Being a young married woman without children and no job makes party conversation pretty difficult. Add being a feminist and living in a new city to the mix and watch it bubble over. In the two years since I quit my job and my husband and I moved, I’ve had many different approaches to small talk.

At first I said that I was getting us settled into our new house and community, then was figuring out what career I wanted to do next. This held up for about six months, at which point I could say that I was waiting to get residency so I could take classes without paying out-of-state tuition. Then I could say that we had some travel planned, so I needed to wait until after that to enroll in classes.

In every conversation, I felt like I came across as a spoiled housewife who decorates her house, drinks lattes and travels on a whim. Not only that, I wasn’t doing very much of anything. While lying in bed, I read a lot of books and despaired over how disorganized the house was. I had nothing interesting and socially appropriate to talk about, and it seemed like everything I did say was about my husband, not me. Appearing as the current incarnation of a 50s housewife didn’t thrill me.

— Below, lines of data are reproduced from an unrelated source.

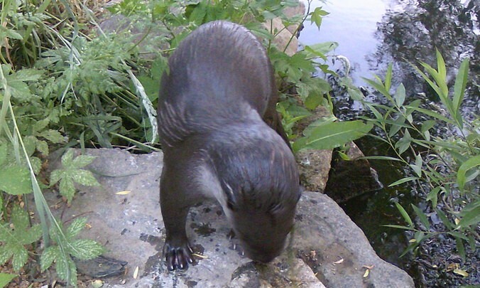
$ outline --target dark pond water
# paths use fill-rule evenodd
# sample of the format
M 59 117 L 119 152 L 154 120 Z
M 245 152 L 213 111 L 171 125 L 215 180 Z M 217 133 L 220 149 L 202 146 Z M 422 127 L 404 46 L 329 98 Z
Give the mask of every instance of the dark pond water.
M 304 1 L 306 6 L 307 2 Z M 413 73 L 408 62 L 419 60 L 436 67 L 435 48 L 442 54 L 449 77 L 454 80 L 455 68 L 462 60 L 470 58 L 470 80 L 462 111 L 472 119 L 480 114 L 479 79 L 480 74 L 480 1 L 479 0 L 330 0 L 312 1 L 310 11 L 321 6 L 330 14 L 324 18 L 320 31 L 315 26 L 305 25 L 300 41 L 303 45 L 336 41 L 339 46 L 332 53 L 334 69 L 344 70 L 336 55 L 347 57 L 351 69 L 350 76 L 359 86 L 365 86 L 362 77 L 374 74 L 383 78 L 389 63 L 393 65 L 393 85 L 403 82 L 410 99 L 419 95 L 429 101 L 437 100 L 432 91 Z M 421 93 L 422 92 L 422 93 Z M 423 94 L 423 92 L 425 94 Z M 361 114 L 359 103 L 351 101 L 334 89 L 336 114 L 342 119 Z M 366 155 L 385 155 L 387 147 L 362 139 L 357 143 Z M 388 184 L 403 177 L 402 167 L 385 161 L 372 161 L 380 181 Z M 402 231 L 382 226 L 403 225 L 393 203 L 404 207 L 420 200 L 407 186 L 388 188 L 364 195 L 342 208 L 365 232 L 372 246 L 384 260 L 406 270 L 416 279 L 419 275 L 412 267 L 411 259 L 398 257 L 407 241 Z M 422 203 L 419 205 L 421 206 Z

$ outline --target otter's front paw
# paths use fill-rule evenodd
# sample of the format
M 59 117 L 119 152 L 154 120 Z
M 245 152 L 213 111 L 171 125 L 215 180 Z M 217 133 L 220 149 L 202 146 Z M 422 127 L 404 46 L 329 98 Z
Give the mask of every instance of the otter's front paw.
M 188 243 L 180 245 L 173 245 L 167 242 L 163 245 L 163 255 L 167 264 L 167 269 L 187 270 L 188 263 L 193 263 L 193 251 Z

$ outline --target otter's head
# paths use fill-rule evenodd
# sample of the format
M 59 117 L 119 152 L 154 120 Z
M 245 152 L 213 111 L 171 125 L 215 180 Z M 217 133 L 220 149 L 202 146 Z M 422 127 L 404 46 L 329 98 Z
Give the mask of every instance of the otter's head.
M 293 228 L 300 191 L 295 159 L 285 151 L 276 153 L 280 161 L 276 163 L 248 157 L 249 165 L 232 164 L 236 169 L 231 166 L 229 171 L 239 173 L 222 184 L 224 211 L 246 255 L 255 261 L 268 262 L 278 256 Z
M 293 228 L 297 201 L 295 198 L 285 199 L 267 209 L 253 203 L 251 207 L 228 208 L 227 217 L 249 258 L 266 263 L 282 252 Z

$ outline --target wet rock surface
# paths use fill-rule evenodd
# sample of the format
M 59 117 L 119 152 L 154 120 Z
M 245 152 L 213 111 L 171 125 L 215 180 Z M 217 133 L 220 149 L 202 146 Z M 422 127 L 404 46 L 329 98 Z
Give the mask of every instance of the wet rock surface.
M 192 208 L 186 230 L 201 255 L 187 270 L 168 272 L 161 257 L 165 229 L 158 203 L 163 154 L 107 149 L 87 154 L 97 156 L 89 169 L 102 187 L 79 187 L 72 206 L 55 213 L 63 220 L 87 216 L 91 228 L 82 236 L 104 244 L 105 256 L 128 262 L 126 273 L 106 278 L 104 287 L 414 287 L 405 272 L 376 255 L 337 203 L 312 192 L 305 192 L 299 202 L 287 249 L 266 265 L 242 256 L 236 240 L 229 240 L 219 206 L 205 202 Z M 58 202 L 55 193 L 47 196 L 50 203 Z

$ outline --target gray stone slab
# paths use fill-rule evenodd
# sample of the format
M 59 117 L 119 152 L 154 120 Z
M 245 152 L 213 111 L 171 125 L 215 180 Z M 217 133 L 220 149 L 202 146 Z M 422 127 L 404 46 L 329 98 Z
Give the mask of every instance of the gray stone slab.
M 82 236 L 103 243 L 107 256 L 129 262 L 125 275 L 107 278 L 104 287 L 322 287 L 322 282 L 331 287 L 414 287 L 405 272 L 376 255 L 337 203 L 313 192 L 305 192 L 299 202 L 286 250 L 267 265 L 242 256 L 236 240 L 227 237 L 230 228 L 217 203 L 192 208 L 187 233 L 204 258 L 187 271 L 168 272 L 161 259 L 165 235 L 158 203 L 163 154 L 107 149 L 87 153 L 97 156 L 88 169 L 102 187 L 79 187 L 71 206 L 55 213 L 64 220 L 87 216 L 91 228 Z M 48 198 L 58 202 L 53 193 Z M 367 277 L 363 266 L 371 267 Z

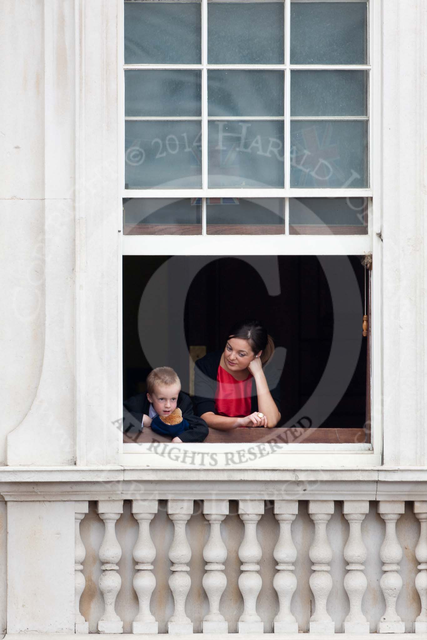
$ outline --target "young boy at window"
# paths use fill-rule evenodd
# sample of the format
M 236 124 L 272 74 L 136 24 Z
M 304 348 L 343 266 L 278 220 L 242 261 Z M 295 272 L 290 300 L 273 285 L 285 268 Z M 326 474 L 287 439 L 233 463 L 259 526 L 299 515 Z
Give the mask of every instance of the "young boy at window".
M 162 435 L 172 435 L 172 442 L 203 442 L 209 433 L 207 424 L 194 415 L 191 399 L 181 388 L 181 381 L 170 367 L 154 369 L 147 378 L 147 394 L 138 394 L 124 403 L 134 419 L 131 419 L 134 428 L 128 426 L 125 431 L 134 431 L 137 425 L 140 431 L 151 427 Z M 181 409 L 182 421 L 175 425 L 162 422 L 162 417 L 170 416 L 177 408 Z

Trying to hide or deny major parts of my life was taxing and felt dishonest, so I went to the opposite extreme. All the pain, boredom and unhappiness was simply too much to keep to myself. Whenever a conversation steered toward me and my work, I found myself telling the gory details to strangers. One of these strangers was kind enough to see that there was good underneath all the desperation and self-centeredness. She has become a good friend, but everyone else was part of a transient relationship. I imagine I scared them all off.

I’ve gotten much better at tailoring the response. I try to dodge the question when I first meet someone. If I can’t, I’ll say I do some freelance writing. If I sense a connection with or lack of judgment from someone, I’ll say that I’m a reluctant housewife. This is always questioned, so I say that I haven’t been working because of health problems, but that I’m getting started on some health education/advocacy/activism work. If someone asks a direct question about the scar and lump on my chest, I’ll give an edited version of the story.

As I write this, it’s obvious that my responses have followed my changing self perception. When we first moved, I still thought I’d be cured soon and would be able to hold any sort of job I wanted to. After it became apparent that this wasn’t the case, I stammered out some excuse or gushed the details. My life was too much for me to sort out on my own then. The excuses lasted a lot longer than the gushing did. They got me through the greater part of a year until I figured out who I was and how to mesh my illness with the rest of life.

Pain dictates so much of what we do, how we think about ourselves and how we relate to others, that it seems like it dictates our lives. Letting the pain be in control for a while may ultimately help us live with it more easily. Some day you may look back on your behavior and cringe. I certainly do, but I don’t regret it.